The study also revealed a strong correlation between marital status and the use of family planning. iTaukei women who are married or in a relationship are 10 times more likely to use contraception compared to those who are single. The average age at which they began practicing family planning methods was 24 years.


Similarly, education is an important factor in raising awareness of family planning. The higher the level of education, the greater the exposure to information. And, having a tertiary education significantly increased the odds of iTaukei women ever having used contraception.


“Education opens your mind to different ways of thinking. It’s important, because – if you come from a traditional culture that is hierarchical and dominated by men – finding autonomy can be a challenge,” says Dr Cammock.


Her dedication to reproductive health and women’s issues could be described as hereditary. Born and raised in the Fijian town of Nausori, she grew up with seven sisters and a mother who worked as a midwife.
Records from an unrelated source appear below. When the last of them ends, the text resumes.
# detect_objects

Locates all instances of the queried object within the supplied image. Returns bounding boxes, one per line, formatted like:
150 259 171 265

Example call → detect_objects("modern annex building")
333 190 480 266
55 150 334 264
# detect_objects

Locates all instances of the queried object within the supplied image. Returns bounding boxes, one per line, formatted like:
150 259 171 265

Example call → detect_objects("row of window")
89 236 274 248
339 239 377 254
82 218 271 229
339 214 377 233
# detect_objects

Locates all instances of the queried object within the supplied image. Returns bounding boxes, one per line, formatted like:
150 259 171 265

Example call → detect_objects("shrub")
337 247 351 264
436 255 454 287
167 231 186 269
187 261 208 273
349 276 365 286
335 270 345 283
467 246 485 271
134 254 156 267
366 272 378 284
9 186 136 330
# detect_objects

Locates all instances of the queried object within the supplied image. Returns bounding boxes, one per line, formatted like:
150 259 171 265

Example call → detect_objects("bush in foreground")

Pregnancy and childbirth are constants throughout her life.


“I have a strong mother and strong sisters. And, I grew up surrounded by the experiences of all these women. When I started thinking about research topics, reproductive health felt like the natural choice, because I could see the impact it would have on the people around me,” she says.


Dr Cammock’s current research is part of a larger body of work on family planning among iTaukei women. Other papers published from her research examine unmet need and access, while this study delves into awareness and practice. It is the first country comparative study of family planning patterns among any Pacific peoples.


“The next step is to report on the social and cultural aspects found in my research, which required a qualitative approach – letting women just tell me their stories,” she says.


“The findings will hopefully help us clarify what we mean when we refer to social and cultural barriers. It’s something that is seldom explored sufficiently. Most people are aware that a problem exists, but they don’t fully comprehend what that problem is.”


Dr Cammock is calling for a wider multi-sector approach to make family planning services more accessible to Pacific minority groups.


“We can’t look at health or health services as something that only the Ministry of Health is responsible for. Education plays an important role, especially sex education in secondary schools. But, we need to ensure that the information being provided is responsible and help teachers deliver the content in a way that is culturally sensitive,” she says.


Dr Cammock joined AUT as part of the Māori and Pacific Early Academic Career Programme, which provides an opportunity for new scholars to take on permanent roles as research-active lecturers. She currently lectures on public health at AUT South Campus.


From the outset of her research, it became apparent that there was little information regarding the reproductive health of Pacific peoples in New Zealand and next to nothing written about indigenous Fijians on the topic.


“A lot of research is dominated by other Pacific cultures, so I am bringing the perspective of a smaller Pacific group,” says Dr Cammock.


“Among the Pacific academic cohort that we have here in New Zealand, I would like to see more thought given to Fijian culture and the Fijian approach to health.


This would also give us a better understanding of the differences between Pacific ethnicities.”